# 1: Basics

In this Advanced Python Tutorial we will cover some useful python skills and tips. The lessons are as follows:

* Basics
* Loading data and plotting with matplotlib
* Cut based selction
* Multivariate Analysis with Scikit Learn
* uBoost with hep_ml
* Neural Network Demo
* Mutivariate kinematic reweighting
* The sPlot technique

The first lesson will be on some python basics:

* Mutable and immutable objects in python
* List and dictionaries and comprehensions
* Writing code in markdown
* Jupyter notebook basics
* Importing moduels

## Basics

**Mutability**

* Let's start by comparing some **mutable** and **immutable** objects.
* In python lists and strings are **mutable** and tuples are **immutable**.
* What happens when you run the code below?

In [None]:
a = ['a', 'b', 'c']
b = a
b[1] = 'hello'

print(a)
print(b)

In [None]:
a = {'a': '0', 'b': '1', 'c': '2'}
b = a
b['b'] = 'hello'

print(a)
print(b)

In [None]:
a = 'foo'
b = 'bar'
for c in [a, b]:
    c += '!'

print(a)
print(b)

**List comprehensions**

In [None]:
N = 10

list_of_squares = [i**2 for i in range(N)]
sum_of_squares = sum(list_of_squares)

print('Sum of squares for', N, 'is', sum_of_squares)

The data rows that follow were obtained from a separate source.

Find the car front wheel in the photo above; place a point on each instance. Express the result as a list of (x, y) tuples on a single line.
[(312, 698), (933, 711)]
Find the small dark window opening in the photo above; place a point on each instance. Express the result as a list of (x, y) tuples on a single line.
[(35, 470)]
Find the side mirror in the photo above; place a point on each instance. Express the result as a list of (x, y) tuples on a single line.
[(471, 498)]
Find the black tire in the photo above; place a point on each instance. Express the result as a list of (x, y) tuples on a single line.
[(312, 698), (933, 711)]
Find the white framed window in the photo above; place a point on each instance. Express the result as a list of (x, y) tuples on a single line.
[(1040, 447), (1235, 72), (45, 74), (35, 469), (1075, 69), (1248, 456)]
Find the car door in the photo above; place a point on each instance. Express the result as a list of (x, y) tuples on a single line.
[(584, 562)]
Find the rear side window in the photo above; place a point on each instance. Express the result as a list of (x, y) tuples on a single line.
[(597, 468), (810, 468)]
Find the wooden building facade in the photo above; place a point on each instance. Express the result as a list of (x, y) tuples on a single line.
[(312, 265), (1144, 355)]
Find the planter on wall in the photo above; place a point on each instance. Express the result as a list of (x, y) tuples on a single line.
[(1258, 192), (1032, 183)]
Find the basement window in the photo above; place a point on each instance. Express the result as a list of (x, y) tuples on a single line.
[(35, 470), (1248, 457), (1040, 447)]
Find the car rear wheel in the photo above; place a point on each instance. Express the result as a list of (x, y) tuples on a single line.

**Dictionary comprehensions**

In [None]:
squares = {i: i**2 for i in range(10)}
print(squares)

In [None]:
N = 5
print('The square of', N, 'is', squares[N])

## Markdown

Write comments inline about your code:

Use LaTeX:

$A = \frac{1}{B+C}$

Show lists:

* A wonderful
* List
* This is

Show code with syntax highlighting:

**Python:** (but in a sad grey world)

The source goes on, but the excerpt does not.